Puis, vient le moment de s’installer dans l’habitacle. Celui-ci est entièrement dépouillé. Intégralement noir, il ne laisse apparaitre que son arceau, l’instrumentation destinée à vérifier sa bonne santé et l’énorme compte tours, situé juste sous les yeux du pilote. Je coiffe mon casque, on m’harnache et c’est parti ! Cette 911 s’élance avec un civisme surprenant. Pourvu que ca dure ! Seul l’envahissante sonorité trahit le tempérament de cette bête de concours. Après quelques tours de piste à allure sénatoriale, une fois Bertha à température, qui se ferait prier pour faire parler la poudre ?

Et là … sans voix, souffle coupé. Les 330 chevaux libérés catapultent le paysage dans mon casque et le moteur émet un tel rugissement qu’on croirait qu’un félin en fureur essaye de s’échapper de l’arceau cage.
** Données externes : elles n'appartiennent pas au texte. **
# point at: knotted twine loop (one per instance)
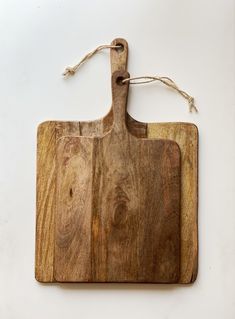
(72, 70)
(135, 80)
(168, 82)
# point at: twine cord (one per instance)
(168, 82)
(135, 80)
(72, 70)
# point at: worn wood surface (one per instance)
(185, 134)
(117, 205)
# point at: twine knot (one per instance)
(69, 71)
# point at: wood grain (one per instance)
(117, 205)
(185, 134)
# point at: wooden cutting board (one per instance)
(185, 134)
(117, 204)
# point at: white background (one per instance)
(192, 41)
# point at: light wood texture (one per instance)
(117, 205)
(185, 134)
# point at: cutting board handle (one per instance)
(119, 96)
(119, 57)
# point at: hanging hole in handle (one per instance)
(119, 80)
(120, 47)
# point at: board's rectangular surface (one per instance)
(185, 134)
(117, 206)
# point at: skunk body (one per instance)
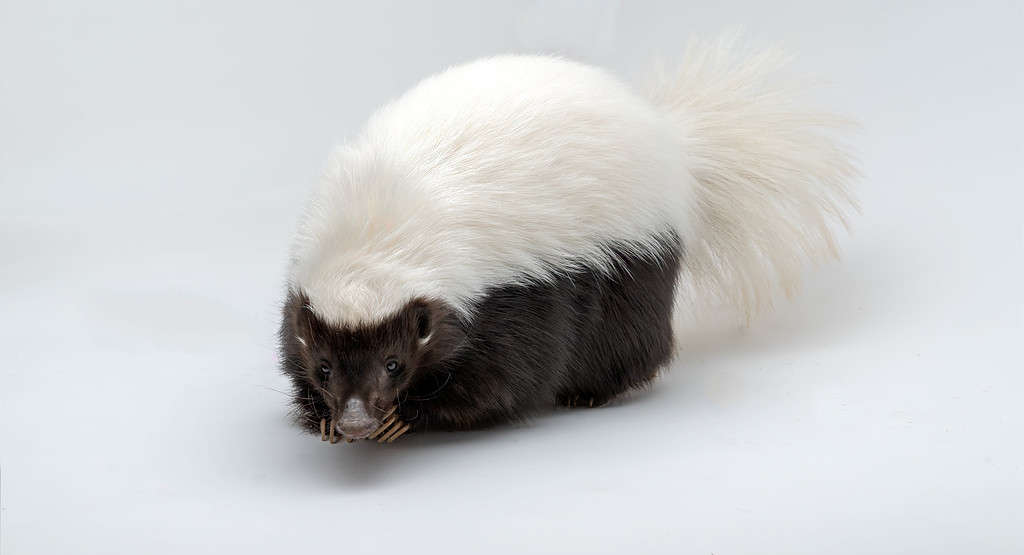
(518, 230)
Le sourd borborygme des bas-régimes se transforme en grondement féroce dès que l’on écrase la pédale d’accélérateur, catapultant l’aiguille fluo du compte-tours vers la zone rouge. Puis, il faut manier la commande de la boîte 5... Le débattement est court et la précision garantie, mais dieu qu’elle ferme cette commande ! Les vitesses scandent l’accélération. Troisième, quatrième, cinquième. Le premier virage se jette sur le capot à une telle vitesse qu’il est impératif de taper dans les freins, en se réjouissant des jappements que provoque les talons-pointe. La pédale est dure comme du bois et la décélération si intense que les harnais me mutilent les côtes. La direction est faite du même métal. Précise et extrêmement directe, elle donne la sensation que les pneus collent littéralement au bitume et nécessite une poigne de fer qui fait craindre tout cabrage intempestif. La poussée est franche, brutale et linéaire. Le couple gargantuesque permet, malgré les énormes « gommards » de placer la voiture pour sortir rapidement des courbes. Il faut cependant prendre garde car une accélération trop franche et prématurée vous molestera les reins en plus de provoquer un très frustrant sous-virage.
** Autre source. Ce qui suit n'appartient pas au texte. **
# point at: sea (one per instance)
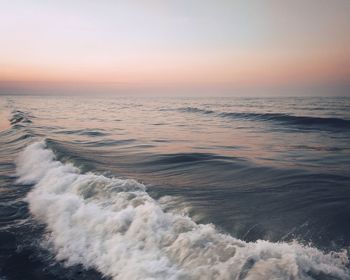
(141, 187)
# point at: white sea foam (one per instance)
(114, 226)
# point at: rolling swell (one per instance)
(305, 122)
(114, 226)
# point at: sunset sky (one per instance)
(182, 44)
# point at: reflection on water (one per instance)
(256, 168)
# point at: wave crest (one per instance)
(114, 226)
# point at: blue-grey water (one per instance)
(174, 188)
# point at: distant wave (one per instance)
(196, 110)
(19, 117)
(114, 226)
(301, 121)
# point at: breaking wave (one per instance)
(114, 226)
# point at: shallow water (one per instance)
(222, 188)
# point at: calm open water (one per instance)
(174, 188)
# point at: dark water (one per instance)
(221, 188)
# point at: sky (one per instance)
(179, 45)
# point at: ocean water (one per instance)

Une fois le modus operandi adopté, la concentration est impérative. Il faut la brusquer et oublier qu’elle vous brusque. Le physique travaille et l’esprit fait en sorte de ne pas être débordé. La fermeté des commandes offre le plein de sensations et requiert application pour tirer la pleine mesure du châssis. Cette RSR vire invariablement à plat et exige une entrée en courbes musclée mais propre et précise alors que la sortie s’effectue en contrôlant une dérive tendue.

Si les sensations de conduite et le plaisir que Bertha procure sont intenses, le retour au stand reste un soulagement. Mon casque, devenu bouilloire, retiré, bras et mollets endoloris, c’est presque avec bonheur que l’on quitte ce sauna fleurant bon l’huile chaude et les résidus de combustion. Le calme après la tempête. Et dire que Ludwig Heimrath la menait en peloton, plus vite, plus fort, sur des tracés plus exigeants, des heures durant ! Voilà qui vous apprend l’humilité.